Our recycling program is completely lame out here. I can only recycle category 1 and 2 plastics. This fact alone drives me batty. I have to throw away whole piles of plastic! I cry a little inside when I relegate a category 5 plastic to it's circular bin of death.
Anyway, the recycling has made a huge dent in our trash bin. It's barely half full by the time the garbage truck comes around, which is twice weekly. If it didn't smell so bad (ewww, diapers!) I would say we could cut the garbage runs down to once a week!
The recycling truck, however comes a measly every other Friday. Recycling builds up in my garage. The pitiful containers they provide are too small. And I went out and bought more containers- but they get stolen every time- along with all the soda cans. Someone in my neighborhood literally goes through my recycling, takes out all the aluminum to sell back at 5 cents a piece and then, unable to carry such a large load, runs off with my bin- his new bin... of cans. Infuriating.
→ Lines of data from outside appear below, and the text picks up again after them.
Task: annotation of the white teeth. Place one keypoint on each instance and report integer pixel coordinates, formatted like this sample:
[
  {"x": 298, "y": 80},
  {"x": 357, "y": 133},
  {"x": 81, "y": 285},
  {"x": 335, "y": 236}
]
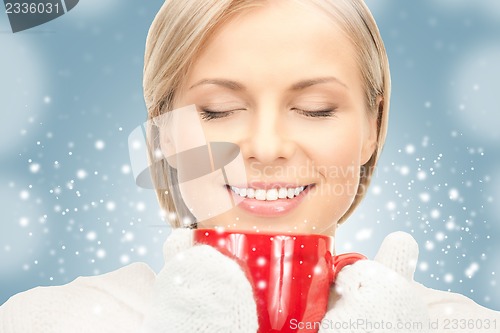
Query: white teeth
[
  {"x": 269, "y": 195},
  {"x": 272, "y": 194},
  {"x": 260, "y": 194}
]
But alas, this is not what is currently driving me crazy. Last recycling pick up, I was deathly ill and having a bad day. I forgot to take the recycling to the curb. It has now been three weeks since our last pickup, and I've got a whole week more to go. The recycling has completely taken over the garage. Do you know what sound a milk jug makes when you run over it with your car? I do. And I thought my transmission exploded. Scared me to death.
I trip over the cardboard boxes I've assigned for emergency recycling holding. I trip over these every time I'm loading the kids into the car.
The husband suggests that I just throw all of it away! I simply cannot do it. What a terrible and horrible waste it would be.
... and I've been stubbing my toe on this crap for three weeks. It is going in that recycling truck... oh yes.